Expired certs aren’t being replaced

The partial US federal government shutdown is starting to have a negative effect on web security.

Dozens of US government websites have been “rendered either insecure or inaccessible” because TLS certificates have expired during a time when agencies are so short staffed that system maintenance work has been put on hold.

Government payment portals and sites run by NASA, the US Department of Justice, and the Court of Appeals are among those affected by the expired certificate issue, security firm Netcraft reports.

“With around 400,000 federal employees currently furloughed, more than 80 TLS certificates used by .gov websites have so far expired without being renewed,” Netcraft’s Paul Mutton explains in a blog post.

“To compound the situation, some of these abandoned websites can no longer be accessed due to strict security measures that were implemented long before the shutdown started.”

Among the 80 or so sites affected is a US Department of Justice (DoJ) website, whose certificate expired on December 17, just days before the shutdown began.

DoJ subdomains are among many government sites covered by an HTTP Strict Transport Security (HSTS) policy. The technology forbids users from clicking through warnings to access https sites with expired certificates.

While HSTS is intended to improve security in the circumstances of a US government shutdown, it has made it a minefield for US citizen to access US government sites and services.

Without the automatic renewal of certificates, even more sites would be affected by the growing expired certificate problem, Netcraft’s Mutton told The Daily Swig.

“Many of the unaffected sites are using certificates that can be – and probably were – automatically renewed,” he said.

The situation will only get worse as the partial shutdown grinds on with little sign of any prompt resolution.

Netcraft’s Mutton concluded: “As more and more certificates used by government websites inevitably expire over the following days, weeks – or maybe even months – there could be some realistic opportunities to undermine the security of all US citizens.”

Elsewhere, the function of US government security related agencies such as NIST.gov has also been affected by the funding freeze.

Suzanne Spaulding, an advisor at security vendor Nozomi Networks and former DHS Under Secretary, warned: “With each passing day, the impact of the government shutdown on our nation's security grows… Cybersecurity is hard enough with a full team. Operating at less than half strength means we are losing ground against our adversaries.”

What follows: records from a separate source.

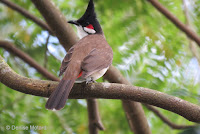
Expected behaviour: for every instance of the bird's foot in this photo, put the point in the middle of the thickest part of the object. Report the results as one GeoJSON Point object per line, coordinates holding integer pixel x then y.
{"type": "Point", "coordinates": [90, 80]}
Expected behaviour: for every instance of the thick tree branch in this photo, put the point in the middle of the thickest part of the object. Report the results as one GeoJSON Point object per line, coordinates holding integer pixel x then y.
{"type": "Point", "coordinates": [12, 49]}
{"type": "Point", "coordinates": [134, 111]}
{"type": "Point", "coordinates": [27, 15]}
{"type": "Point", "coordinates": [191, 34]}
{"type": "Point", "coordinates": [67, 37]}
{"type": "Point", "coordinates": [101, 90]}
{"type": "Point", "coordinates": [166, 120]}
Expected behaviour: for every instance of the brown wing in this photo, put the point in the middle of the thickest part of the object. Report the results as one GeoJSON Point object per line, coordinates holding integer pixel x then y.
{"type": "Point", "coordinates": [96, 60]}
{"type": "Point", "coordinates": [66, 61]}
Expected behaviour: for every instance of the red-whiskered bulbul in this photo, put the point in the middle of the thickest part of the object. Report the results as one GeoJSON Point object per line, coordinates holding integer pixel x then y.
{"type": "Point", "coordinates": [88, 59]}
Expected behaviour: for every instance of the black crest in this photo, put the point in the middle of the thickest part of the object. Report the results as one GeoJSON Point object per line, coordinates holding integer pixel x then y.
{"type": "Point", "coordinates": [89, 15]}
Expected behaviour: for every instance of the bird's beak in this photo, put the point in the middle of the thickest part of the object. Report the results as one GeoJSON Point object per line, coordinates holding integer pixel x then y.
{"type": "Point", "coordinates": [73, 22]}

The US government shutdown comes while the newly established US Cybersecurity and Infrastructure Security Agency (CISA), a division of the DHS, is trying to get its operations up and running. Nearly half (45%) of workers are reportedly away from work on involuntary leave.

The partial shutdown of the US government comes at the worst possible time for CISA, according to Spaulding.

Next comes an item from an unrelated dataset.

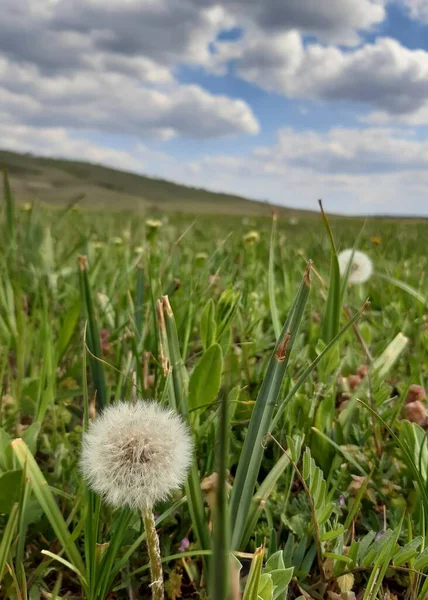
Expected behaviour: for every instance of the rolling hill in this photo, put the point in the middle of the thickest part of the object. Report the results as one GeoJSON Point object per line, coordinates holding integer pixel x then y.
{"type": "Point", "coordinates": [50, 180]}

“Getting this agency fully operational requires a lot of work and it’s like repairing an airplane while you’re flying it,” Spaulding explained.

“You try to avoid disrupting the critical operational activity even while you make changes to improve the organization. This shutdown is a disruption CISA can ill afford.”

Martin Thorpe, enterprise architect at digital certificate firm Venafi, added: “The US shutdown has now left a mark on the digital world. Several government websites, such as the DoD, now greet users with a ‘CERT_DATE_INVALID’ warning in place of the website itself.

“At best, this isn’t a good look for the government departments concerned. At worst, the thousands of Americans who rely on these websites are left cut off from the services they need.”